Some of the tasks are desirable; some are, perhaps less than desirable. Not all people however are likely to view the desirability of the tasks in the same way. What some people think is fun (like math), others may find to be drudgery. What we seek, therefore, is a situation in which all tasks are assigned to someone, and people are allocated the tasks they most want to work on.

In the general case, this is like the 3-dimensional matching problem discussed by Garey and Johnson (in Computers and Intractability, 1976), or the "classical marriage problem" in which n unmarried men and n unmarried woman are to be paired such that each gets an acceptable spouse. As I have often pointed out in class it is good that our species has only two genders since the marriage problem for three genders is NP complete, while it is solvable in polynomial time for only two genders.

We may think of the task allocation problem as consisting of a weighted bipartite graph on k+N nodes in which the people nodes have weighted links to the task nodes.

An approach I have investigated from time to time over the years works as follows: build a p-regular graph among the N persons. Randomly assign t<p "turn markers" to the N people. Randomly deal the k tasks to the N people. In each turn, let M refer to the number of tern markers a person holds. A person must pass all turn markers they have to any of their p neighbors.. They may also pass up to M tasks to neighbors who are not receiving turn markers. The passing of tasks continues until equilibrium arises.


Building bridges.


Converting opinions into puzzles.


Converting puzzles into games.


Converting asymmetric games into symmetric games.

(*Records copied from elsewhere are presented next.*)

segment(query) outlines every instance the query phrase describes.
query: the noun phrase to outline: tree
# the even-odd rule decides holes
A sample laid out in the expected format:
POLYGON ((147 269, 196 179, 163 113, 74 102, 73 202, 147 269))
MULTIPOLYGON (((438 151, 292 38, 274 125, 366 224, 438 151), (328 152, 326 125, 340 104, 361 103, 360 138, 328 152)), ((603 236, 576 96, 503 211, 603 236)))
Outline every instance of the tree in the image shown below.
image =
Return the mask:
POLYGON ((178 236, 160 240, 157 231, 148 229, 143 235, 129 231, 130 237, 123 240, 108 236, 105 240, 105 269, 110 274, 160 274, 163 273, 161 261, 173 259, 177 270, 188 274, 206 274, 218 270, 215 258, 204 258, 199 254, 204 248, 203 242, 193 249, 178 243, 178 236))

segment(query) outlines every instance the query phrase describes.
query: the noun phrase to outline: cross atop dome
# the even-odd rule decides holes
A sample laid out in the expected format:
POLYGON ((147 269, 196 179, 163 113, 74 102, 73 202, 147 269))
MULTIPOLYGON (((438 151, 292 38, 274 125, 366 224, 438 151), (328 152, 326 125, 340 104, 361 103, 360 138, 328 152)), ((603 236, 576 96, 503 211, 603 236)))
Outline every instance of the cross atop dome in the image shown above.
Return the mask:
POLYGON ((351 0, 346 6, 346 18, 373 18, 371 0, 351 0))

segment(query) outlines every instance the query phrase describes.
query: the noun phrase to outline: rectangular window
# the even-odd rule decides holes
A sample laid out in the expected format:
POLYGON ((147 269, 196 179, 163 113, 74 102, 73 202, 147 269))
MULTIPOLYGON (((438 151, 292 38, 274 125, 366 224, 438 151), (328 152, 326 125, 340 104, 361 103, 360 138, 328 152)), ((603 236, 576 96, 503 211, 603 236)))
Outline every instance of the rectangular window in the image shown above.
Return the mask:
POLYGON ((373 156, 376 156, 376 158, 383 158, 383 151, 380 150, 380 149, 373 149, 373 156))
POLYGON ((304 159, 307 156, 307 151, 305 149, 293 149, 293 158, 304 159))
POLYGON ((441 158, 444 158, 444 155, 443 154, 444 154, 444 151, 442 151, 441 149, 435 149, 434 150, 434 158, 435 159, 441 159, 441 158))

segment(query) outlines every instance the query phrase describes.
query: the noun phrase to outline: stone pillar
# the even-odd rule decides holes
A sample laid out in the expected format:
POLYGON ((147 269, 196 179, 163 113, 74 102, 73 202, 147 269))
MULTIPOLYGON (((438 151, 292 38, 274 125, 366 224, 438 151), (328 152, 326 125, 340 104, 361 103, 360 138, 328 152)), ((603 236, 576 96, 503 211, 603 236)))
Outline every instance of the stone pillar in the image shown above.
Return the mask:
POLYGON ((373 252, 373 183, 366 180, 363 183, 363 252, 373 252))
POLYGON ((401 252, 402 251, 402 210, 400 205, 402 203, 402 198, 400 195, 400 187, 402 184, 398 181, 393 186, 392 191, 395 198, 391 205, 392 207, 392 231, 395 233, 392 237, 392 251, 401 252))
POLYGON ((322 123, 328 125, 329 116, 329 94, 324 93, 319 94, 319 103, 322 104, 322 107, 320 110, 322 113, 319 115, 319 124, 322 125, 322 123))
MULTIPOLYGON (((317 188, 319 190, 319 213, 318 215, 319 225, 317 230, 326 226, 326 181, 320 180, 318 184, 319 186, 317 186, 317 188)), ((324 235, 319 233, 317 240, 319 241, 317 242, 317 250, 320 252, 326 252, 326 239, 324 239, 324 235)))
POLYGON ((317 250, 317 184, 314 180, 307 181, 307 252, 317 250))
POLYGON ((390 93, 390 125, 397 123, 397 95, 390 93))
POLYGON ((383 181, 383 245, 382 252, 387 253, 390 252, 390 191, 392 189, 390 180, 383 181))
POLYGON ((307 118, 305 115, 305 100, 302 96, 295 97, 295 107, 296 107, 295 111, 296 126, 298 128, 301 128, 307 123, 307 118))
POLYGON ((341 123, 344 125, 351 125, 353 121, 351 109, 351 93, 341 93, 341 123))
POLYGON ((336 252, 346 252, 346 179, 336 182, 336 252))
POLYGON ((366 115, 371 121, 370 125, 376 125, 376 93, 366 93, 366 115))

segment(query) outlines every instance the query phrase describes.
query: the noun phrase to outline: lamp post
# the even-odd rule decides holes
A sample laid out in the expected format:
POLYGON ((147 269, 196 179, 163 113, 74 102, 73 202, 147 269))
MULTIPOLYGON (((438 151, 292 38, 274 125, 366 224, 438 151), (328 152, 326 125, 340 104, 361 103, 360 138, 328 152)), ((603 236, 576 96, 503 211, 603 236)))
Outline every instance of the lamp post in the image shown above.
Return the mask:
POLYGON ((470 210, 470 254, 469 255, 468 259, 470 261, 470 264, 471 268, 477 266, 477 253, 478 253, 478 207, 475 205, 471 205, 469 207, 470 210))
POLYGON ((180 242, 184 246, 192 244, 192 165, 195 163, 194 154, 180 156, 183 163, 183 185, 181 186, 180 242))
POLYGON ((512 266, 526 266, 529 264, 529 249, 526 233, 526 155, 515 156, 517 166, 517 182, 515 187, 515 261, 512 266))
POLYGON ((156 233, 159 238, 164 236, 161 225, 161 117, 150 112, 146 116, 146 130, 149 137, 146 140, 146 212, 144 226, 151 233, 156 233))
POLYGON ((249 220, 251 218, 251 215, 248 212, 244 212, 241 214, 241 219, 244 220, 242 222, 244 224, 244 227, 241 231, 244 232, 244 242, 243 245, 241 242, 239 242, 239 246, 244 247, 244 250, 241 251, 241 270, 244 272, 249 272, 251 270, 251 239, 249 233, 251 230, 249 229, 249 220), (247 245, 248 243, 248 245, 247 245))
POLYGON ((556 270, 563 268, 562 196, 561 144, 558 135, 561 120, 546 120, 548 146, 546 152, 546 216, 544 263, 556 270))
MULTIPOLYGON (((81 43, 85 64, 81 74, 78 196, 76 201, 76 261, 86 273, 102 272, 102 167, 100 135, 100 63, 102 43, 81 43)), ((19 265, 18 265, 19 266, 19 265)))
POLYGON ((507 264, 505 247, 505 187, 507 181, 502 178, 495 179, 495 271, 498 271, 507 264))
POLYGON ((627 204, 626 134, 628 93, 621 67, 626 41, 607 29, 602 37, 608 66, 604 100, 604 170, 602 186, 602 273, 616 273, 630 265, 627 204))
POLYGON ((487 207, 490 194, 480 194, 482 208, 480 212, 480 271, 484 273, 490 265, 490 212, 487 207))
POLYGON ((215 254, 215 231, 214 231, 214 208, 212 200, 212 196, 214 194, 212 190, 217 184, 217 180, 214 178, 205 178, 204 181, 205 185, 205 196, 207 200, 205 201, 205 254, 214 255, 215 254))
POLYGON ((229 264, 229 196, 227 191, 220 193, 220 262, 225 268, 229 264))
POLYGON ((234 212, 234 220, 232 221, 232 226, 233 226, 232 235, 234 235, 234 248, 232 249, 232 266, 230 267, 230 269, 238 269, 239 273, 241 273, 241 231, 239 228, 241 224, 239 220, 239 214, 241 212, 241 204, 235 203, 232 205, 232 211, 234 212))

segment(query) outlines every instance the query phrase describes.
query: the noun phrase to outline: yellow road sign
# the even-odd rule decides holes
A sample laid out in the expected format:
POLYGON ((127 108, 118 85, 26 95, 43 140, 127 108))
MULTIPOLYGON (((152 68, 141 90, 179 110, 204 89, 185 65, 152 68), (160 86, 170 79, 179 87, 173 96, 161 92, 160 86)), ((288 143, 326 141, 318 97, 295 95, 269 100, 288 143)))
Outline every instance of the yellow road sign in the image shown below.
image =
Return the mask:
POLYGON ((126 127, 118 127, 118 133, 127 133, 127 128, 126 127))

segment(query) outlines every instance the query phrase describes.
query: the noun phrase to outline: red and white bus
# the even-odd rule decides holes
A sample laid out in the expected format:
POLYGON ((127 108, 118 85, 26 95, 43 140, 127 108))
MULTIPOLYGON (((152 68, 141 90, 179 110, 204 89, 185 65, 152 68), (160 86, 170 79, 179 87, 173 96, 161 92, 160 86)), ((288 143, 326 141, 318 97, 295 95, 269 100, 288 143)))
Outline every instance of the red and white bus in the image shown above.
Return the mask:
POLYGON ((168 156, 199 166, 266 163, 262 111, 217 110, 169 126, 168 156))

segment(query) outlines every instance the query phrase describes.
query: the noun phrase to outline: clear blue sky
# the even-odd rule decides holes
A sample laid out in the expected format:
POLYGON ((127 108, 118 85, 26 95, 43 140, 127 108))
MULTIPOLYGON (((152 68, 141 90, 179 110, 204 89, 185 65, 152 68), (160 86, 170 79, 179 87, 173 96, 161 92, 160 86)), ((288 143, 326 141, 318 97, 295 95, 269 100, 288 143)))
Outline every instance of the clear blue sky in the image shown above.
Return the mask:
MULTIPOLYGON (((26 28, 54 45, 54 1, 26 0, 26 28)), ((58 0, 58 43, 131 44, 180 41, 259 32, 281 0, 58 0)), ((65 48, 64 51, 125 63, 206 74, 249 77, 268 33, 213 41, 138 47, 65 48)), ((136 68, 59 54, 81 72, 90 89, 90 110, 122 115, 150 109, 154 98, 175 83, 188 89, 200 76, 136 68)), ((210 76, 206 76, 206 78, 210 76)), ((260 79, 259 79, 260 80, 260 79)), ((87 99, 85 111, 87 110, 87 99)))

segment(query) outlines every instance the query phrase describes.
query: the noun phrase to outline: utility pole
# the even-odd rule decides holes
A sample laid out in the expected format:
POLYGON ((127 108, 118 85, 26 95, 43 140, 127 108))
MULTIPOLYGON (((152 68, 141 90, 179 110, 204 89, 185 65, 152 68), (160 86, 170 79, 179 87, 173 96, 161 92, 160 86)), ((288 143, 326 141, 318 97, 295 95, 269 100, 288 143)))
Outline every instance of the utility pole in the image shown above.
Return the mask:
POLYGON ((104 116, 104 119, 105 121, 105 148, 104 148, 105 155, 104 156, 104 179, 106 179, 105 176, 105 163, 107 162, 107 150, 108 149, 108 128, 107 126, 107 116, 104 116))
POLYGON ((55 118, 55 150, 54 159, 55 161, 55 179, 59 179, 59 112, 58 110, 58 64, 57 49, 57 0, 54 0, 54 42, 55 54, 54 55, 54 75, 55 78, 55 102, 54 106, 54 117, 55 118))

I'll work on my thoughts in this space over the next few weeks or months. In the meantime feel free to email me at david@dailey&sru?edu|s/@/\./;s/\&/@/;s/\?/./  but using proper grammar, please.



[1] Perhaps it was because both parents hung out a bit with folks like Stan Ulam and John von Neumann in the time leading up to and immediately following the end of World War II. In the one graduate course I had with Dr. Ulam (my Mom called him Stan, though I never did), I got a strong sense that that sort of play was rather common in those circles, at least it was to him and other combinatorists I have known before and after.

[2] There seems to have been a lot of oral tradition passed around at Los Alamos, which rather makes sense in retrospect.